Post date: Jun 25, 2018 10:22:33 PM
The SV data from Kay are in /uufs/chpc.utah.edu/common/home/u6000989/projects/timema_SV/SVs/. He has SVs (bcf format) from two programs. These need cleaned up some.
Here are Kay's notes:
- I played first around removing overlapping reads using PEAR - this works with DELLY but not LUMPY. I tried Pindel and SVtools but neither of them worked. I looked a bit around but could not find any novel amazing software that came out.

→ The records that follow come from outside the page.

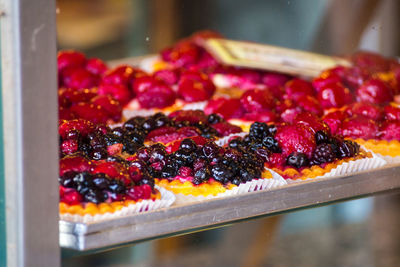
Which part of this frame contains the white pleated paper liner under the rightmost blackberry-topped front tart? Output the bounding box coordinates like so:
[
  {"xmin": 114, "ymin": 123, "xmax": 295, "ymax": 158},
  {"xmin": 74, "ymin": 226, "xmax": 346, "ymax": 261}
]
[{"xmin": 286, "ymin": 149, "xmax": 387, "ymax": 184}]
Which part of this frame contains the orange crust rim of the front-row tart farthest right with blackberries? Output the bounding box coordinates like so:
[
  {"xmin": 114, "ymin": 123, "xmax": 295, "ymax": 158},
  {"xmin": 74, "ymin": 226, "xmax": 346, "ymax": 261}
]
[{"xmin": 271, "ymin": 151, "xmax": 372, "ymax": 180}]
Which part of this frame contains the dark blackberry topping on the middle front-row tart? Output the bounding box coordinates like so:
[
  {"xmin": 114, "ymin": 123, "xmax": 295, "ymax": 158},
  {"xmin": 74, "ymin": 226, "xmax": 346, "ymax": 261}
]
[{"xmin": 132, "ymin": 138, "xmax": 263, "ymax": 185}]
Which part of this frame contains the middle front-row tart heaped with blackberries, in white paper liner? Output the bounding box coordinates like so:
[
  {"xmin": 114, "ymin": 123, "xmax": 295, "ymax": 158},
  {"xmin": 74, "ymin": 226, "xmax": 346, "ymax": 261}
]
[{"xmin": 126, "ymin": 137, "xmax": 286, "ymax": 204}]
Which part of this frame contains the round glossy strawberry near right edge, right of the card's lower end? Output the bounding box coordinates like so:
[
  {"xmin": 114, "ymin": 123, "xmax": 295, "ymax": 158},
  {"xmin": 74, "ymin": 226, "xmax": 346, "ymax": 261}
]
[{"xmin": 357, "ymin": 79, "xmax": 393, "ymax": 104}]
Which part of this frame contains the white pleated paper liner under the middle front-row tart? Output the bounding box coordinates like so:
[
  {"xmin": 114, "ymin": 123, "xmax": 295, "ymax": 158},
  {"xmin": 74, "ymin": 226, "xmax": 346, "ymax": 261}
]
[{"xmin": 175, "ymin": 168, "xmax": 287, "ymax": 205}]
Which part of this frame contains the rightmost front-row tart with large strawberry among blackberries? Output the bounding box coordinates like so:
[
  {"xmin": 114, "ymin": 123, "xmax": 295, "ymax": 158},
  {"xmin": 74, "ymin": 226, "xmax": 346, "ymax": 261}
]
[{"xmin": 228, "ymin": 116, "xmax": 385, "ymax": 180}]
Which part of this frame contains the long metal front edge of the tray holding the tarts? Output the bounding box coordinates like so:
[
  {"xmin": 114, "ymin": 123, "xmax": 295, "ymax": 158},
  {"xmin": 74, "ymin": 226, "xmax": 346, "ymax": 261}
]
[{"xmin": 60, "ymin": 166, "xmax": 400, "ymax": 250}]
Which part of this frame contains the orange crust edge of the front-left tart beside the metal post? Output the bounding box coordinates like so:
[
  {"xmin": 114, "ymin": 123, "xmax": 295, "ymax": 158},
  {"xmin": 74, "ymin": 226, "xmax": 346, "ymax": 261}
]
[{"xmin": 59, "ymin": 190, "xmax": 161, "ymax": 216}]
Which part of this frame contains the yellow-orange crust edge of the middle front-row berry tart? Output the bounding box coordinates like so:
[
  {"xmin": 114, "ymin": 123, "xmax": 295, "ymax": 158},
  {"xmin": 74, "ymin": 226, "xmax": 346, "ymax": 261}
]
[{"xmin": 155, "ymin": 171, "xmax": 272, "ymax": 197}]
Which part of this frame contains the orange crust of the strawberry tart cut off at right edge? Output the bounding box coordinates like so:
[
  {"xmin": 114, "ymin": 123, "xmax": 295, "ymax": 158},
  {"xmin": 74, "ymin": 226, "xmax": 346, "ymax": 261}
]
[{"xmin": 353, "ymin": 138, "xmax": 400, "ymax": 157}]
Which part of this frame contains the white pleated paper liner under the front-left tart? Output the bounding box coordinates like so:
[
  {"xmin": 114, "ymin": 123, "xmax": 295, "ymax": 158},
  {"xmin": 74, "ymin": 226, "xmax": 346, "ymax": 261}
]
[{"xmin": 60, "ymin": 185, "xmax": 176, "ymax": 223}]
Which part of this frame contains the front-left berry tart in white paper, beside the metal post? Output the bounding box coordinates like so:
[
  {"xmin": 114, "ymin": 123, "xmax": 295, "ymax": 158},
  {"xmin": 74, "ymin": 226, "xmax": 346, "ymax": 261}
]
[{"xmin": 59, "ymin": 154, "xmax": 175, "ymax": 222}]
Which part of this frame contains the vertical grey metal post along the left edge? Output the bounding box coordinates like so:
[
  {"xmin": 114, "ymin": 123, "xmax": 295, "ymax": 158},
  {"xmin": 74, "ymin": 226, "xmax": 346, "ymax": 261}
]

So what Zach got was the Lumpy/Delly calls using the non-filtered reads (i.e. including overlapping) - these should however not affect the calls unless for small indels, which need to be filtered out. At the time I used IntanSV from Bioconductor https://bioconductor.org/packages/release/bioc/html/intansv.html to merge the calls - the problem is that now all software packages updated everything and I could not get it work. I suppose Zach has anyway a better way?
Note that I ran Delly/Lumpy using GQ threshold of >28 which should yield conservative estimates.
The goal of the project is to ask whether SVs have higher Fst than other loci. To this end, we will also include the mel-stripe inversion. The population genomic data will come from the eight populations we considered in the parallel speciation Science paper (whole genome data).